With degrees in computer science (Würzburg University & University of Illinois at Urbana-Champaign), Prof. Butz was appointed professor in cognitive modeling at Tübingen University in 2011. He has published more than 50 journal articles covering topics of artificial neural networks and machine learning, experimental psychology, and neuro-computational cognitive models. His recent book on “How the Mind Comes into Being” (Oxford University Press, 2017) offers a computational introduction to cognitive science from a highly integrative, interdisciplinary perspective.
Linguistic Representations of Events, and their Relevance to Cognitive Models
Dept. of Computer Science, University of Otago
Linguists - in particular syntacticians and semanticists - spend much of their time developing models of event representations. Sentences are a vehicle for conveying event representations. (Sentences can also convey ‘states’, which are not the main focus of the current workshop - but conveying events is certainly one of their main functions.) Most linguists developing accounts of sentences see themselves as modelling aspects of cognition, rather than ‘surface sentences': they consider their primary object of study to be the cognitive mechanisms responsible for creating and interpreting sentences, and representing their meaning, rather than sentences themselves. Given this fact, it is surprising that most linguistic models do not make more contact with the tools and methods of modern neuroscience.
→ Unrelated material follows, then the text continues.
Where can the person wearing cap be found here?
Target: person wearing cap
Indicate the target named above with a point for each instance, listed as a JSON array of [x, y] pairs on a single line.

In this talk I will outline some of the main findings about sentence syntax and semantics that have emerged in linguistics - and try to express these in a way that connects with models of event representations in psychology and neuroscience. I will try to be agnostic between the various alternative syntactic theories, but in places I’ll adopt one particular theoretical perspective, namely Chomsky’s ‘Government-and-Binding’ theory. While the syntactic representations posited within this theory are motivated through linguistic argumentation, and make no reference to brain mechanisms, I will argue they are amenable to an interesting interpretation in neuroscientific terms, that sheds useful light on cognitive models of event representations.